Jerry Taylor Veterans Plaza
- 46°19′23″N 120°00′31″W﻿ / ﻿46.3231°N 120.0086°W
- Location: Sunnyside, Washington
- Material: Gray and black granite panels
- Length: One city block (approx. 150 m (492 ft))
- Weight: 114,000 lb (52,000 kg) partially completed in 2021 (6,000 lb (2,700 kg) per panel)
- Beginning date: 2014
- Dedicated to: Veterans of Sunnyside

= Jerry Taylor Veterans Plaza =

Jerry Taylor Veterans Plaza is a plaza with a veterans memorial in Sunnyside, Washington. The plaza was dedicated in 1977, named for former Sunnyside mayor and World War II veteran Jerry Taylor.

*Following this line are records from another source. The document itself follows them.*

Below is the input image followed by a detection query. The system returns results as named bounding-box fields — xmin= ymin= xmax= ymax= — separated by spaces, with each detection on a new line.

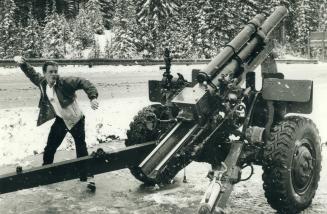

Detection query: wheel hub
xmin=292 ymin=139 xmax=314 ymax=193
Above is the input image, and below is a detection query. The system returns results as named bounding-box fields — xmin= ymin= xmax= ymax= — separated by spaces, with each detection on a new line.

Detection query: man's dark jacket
xmin=20 ymin=62 xmax=98 ymax=126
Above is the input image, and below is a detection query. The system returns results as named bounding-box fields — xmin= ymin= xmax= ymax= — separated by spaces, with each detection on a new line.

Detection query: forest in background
xmin=0 ymin=0 xmax=327 ymax=59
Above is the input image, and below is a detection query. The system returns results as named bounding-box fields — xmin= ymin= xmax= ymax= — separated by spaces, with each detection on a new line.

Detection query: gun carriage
xmin=0 ymin=7 xmax=321 ymax=214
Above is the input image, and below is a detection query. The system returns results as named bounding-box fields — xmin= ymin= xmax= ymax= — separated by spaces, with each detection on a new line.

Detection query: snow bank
xmin=0 ymin=97 xmax=149 ymax=166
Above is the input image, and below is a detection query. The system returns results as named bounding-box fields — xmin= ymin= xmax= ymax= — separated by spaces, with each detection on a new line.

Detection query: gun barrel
xmin=200 ymin=6 xmax=288 ymax=82
xmin=202 ymin=14 xmax=265 ymax=76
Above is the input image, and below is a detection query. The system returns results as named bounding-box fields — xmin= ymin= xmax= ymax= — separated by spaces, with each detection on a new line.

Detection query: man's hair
xmin=42 ymin=61 xmax=58 ymax=73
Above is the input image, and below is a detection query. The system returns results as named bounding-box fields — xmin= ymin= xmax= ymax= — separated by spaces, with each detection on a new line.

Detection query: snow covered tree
xmin=111 ymin=0 xmax=138 ymax=58
xmin=71 ymin=9 xmax=94 ymax=58
xmin=99 ymin=0 xmax=117 ymax=30
xmin=0 ymin=0 xmax=20 ymax=58
xmin=295 ymin=0 xmax=319 ymax=55
xmin=134 ymin=0 xmax=178 ymax=57
xmin=318 ymin=0 xmax=327 ymax=31
xmin=104 ymin=40 xmax=113 ymax=58
xmin=89 ymin=40 xmax=101 ymax=59
xmin=22 ymin=10 xmax=42 ymax=58
xmin=64 ymin=0 xmax=79 ymax=19
xmin=42 ymin=3 xmax=69 ymax=58
xmin=85 ymin=0 xmax=104 ymax=34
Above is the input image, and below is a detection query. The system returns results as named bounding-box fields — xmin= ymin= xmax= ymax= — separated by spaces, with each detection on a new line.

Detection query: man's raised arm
xmin=14 ymin=56 xmax=44 ymax=86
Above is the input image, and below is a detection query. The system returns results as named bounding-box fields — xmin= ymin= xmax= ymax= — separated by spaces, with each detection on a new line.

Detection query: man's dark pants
xmin=43 ymin=116 xmax=88 ymax=180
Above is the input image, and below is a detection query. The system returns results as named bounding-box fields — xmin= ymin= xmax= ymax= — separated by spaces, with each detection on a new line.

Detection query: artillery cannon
xmin=0 ymin=7 xmax=321 ymax=214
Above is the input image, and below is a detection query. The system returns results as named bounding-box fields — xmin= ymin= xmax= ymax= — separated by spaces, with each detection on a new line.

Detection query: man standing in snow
xmin=14 ymin=56 xmax=99 ymax=191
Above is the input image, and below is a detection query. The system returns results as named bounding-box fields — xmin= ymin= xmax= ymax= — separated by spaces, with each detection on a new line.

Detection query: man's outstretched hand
xmin=90 ymin=99 xmax=99 ymax=110
xmin=14 ymin=56 xmax=25 ymax=64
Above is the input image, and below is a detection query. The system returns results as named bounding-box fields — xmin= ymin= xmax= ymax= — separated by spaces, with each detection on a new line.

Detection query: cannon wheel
xmin=262 ymin=116 xmax=321 ymax=213
xmin=125 ymin=104 xmax=177 ymax=185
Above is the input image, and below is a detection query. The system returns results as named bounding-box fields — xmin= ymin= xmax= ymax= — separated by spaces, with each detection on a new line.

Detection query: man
xmin=14 ymin=56 xmax=99 ymax=191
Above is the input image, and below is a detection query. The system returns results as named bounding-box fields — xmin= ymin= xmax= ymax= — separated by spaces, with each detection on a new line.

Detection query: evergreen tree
xmin=85 ymin=0 xmax=104 ymax=34
xmin=89 ymin=40 xmax=101 ymax=59
xmin=135 ymin=0 xmax=178 ymax=57
xmin=104 ymin=40 xmax=113 ymax=58
xmin=99 ymin=0 xmax=117 ymax=30
xmin=0 ymin=0 xmax=20 ymax=58
xmin=295 ymin=0 xmax=319 ymax=55
xmin=42 ymin=3 xmax=68 ymax=58
xmin=318 ymin=0 xmax=327 ymax=31
xmin=71 ymin=9 xmax=94 ymax=58
xmin=111 ymin=0 xmax=138 ymax=58
xmin=64 ymin=0 xmax=79 ymax=19
xmin=14 ymin=0 xmax=32 ymax=27
xmin=22 ymin=10 xmax=42 ymax=58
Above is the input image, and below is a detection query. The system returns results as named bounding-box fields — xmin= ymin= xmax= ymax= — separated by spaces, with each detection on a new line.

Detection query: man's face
xmin=44 ymin=65 xmax=58 ymax=86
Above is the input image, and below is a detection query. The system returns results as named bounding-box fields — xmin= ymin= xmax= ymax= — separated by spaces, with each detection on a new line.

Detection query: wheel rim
xmin=291 ymin=139 xmax=315 ymax=195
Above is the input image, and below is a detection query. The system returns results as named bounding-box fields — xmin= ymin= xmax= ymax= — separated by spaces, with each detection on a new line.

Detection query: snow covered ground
xmin=0 ymin=63 xmax=327 ymax=213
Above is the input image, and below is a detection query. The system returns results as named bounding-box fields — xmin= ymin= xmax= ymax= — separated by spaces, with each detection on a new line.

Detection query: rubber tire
xmin=125 ymin=104 xmax=176 ymax=185
xmin=262 ymin=116 xmax=321 ymax=214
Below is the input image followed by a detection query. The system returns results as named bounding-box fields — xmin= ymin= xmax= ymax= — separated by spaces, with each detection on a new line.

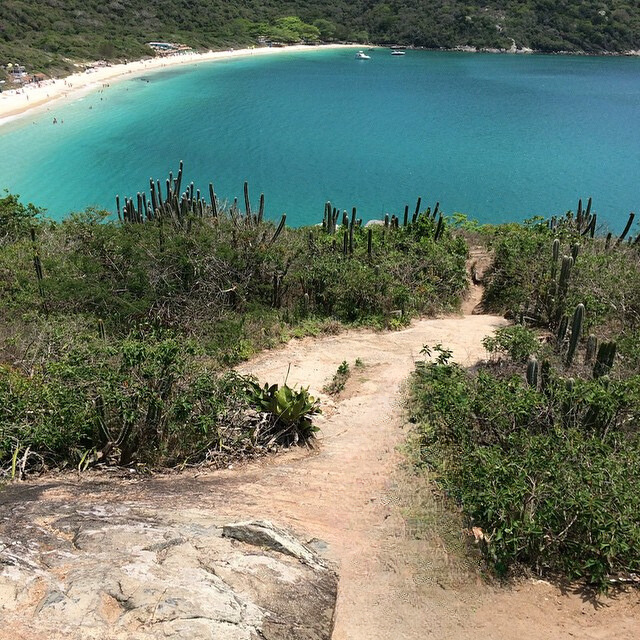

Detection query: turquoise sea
xmin=0 ymin=49 xmax=640 ymax=230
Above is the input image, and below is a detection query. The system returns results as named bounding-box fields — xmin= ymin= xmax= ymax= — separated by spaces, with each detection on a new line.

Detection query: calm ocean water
xmin=0 ymin=49 xmax=640 ymax=229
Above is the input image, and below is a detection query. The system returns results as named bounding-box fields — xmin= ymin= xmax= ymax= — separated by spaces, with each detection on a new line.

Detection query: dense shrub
xmin=0 ymin=331 xmax=318 ymax=466
xmin=0 ymin=190 xmax=467 ymax=468
xmin=411 ymin=356 xmax=640 ymax=589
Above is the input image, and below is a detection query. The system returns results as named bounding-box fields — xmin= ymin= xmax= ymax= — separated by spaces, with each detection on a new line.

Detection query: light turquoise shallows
xmin=0 ymin=49 xmax=640 ymax=230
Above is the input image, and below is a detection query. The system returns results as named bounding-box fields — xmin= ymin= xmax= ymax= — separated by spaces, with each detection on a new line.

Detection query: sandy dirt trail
xmin=0 ymin=292 xmax=640 ymax=640
xmin=140 ymin=308 xmax=640 ymax=640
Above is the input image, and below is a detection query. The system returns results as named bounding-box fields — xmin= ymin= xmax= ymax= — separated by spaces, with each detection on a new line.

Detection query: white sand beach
xmin=0 ymin=44 xmax=357 ymax=126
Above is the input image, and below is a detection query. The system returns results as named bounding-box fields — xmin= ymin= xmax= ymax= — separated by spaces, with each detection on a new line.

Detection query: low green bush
xmin=411 ymin=363 xmax=640 ymax=589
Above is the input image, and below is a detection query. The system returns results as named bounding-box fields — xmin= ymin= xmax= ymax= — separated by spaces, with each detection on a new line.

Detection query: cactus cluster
xmin=116 ymin=160 xmax=272 ymax=227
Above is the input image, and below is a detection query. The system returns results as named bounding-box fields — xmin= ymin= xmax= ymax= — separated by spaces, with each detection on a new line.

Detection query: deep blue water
xmin=0 ymin=49 xmax=640 ymax=229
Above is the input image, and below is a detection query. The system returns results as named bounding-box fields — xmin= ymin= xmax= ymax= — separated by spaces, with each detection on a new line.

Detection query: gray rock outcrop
xmin=0 ymin=494 xmax=337 ymax=640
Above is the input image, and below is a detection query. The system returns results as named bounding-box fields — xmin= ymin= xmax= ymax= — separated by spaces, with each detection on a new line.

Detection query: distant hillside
xmin=0 ymin=0 xmax=640 ymax=73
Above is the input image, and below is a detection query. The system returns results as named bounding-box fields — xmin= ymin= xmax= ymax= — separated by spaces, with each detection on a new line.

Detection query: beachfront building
xmin=147 ymin=42 xmax=193 ymax=56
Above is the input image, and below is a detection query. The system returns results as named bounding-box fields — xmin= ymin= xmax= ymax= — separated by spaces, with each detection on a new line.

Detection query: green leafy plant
xmin=250 ymin=383 xmax=321 ymax=444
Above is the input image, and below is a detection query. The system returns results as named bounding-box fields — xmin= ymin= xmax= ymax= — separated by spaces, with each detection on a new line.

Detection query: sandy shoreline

An effort to rebuild the plaza as a veterans memorial began at least as early as 2006. Construction of the memorial began in 2014, with four panels by 2016, and as of 2021, the memorial consisted of nineteen 6000 lb blocks of granite spanning the length of a city block on South 9th Street. The memorial is planned to contain 42 blocks when done and will be the largest such memorial in the Pacific Northwest. In addition to lists of names of servicemembers, some panels contain informative text on post-traumatic stress disorder or other issues relevant to veterans' affairs. One of the components of the installation is a 9/11 memorial.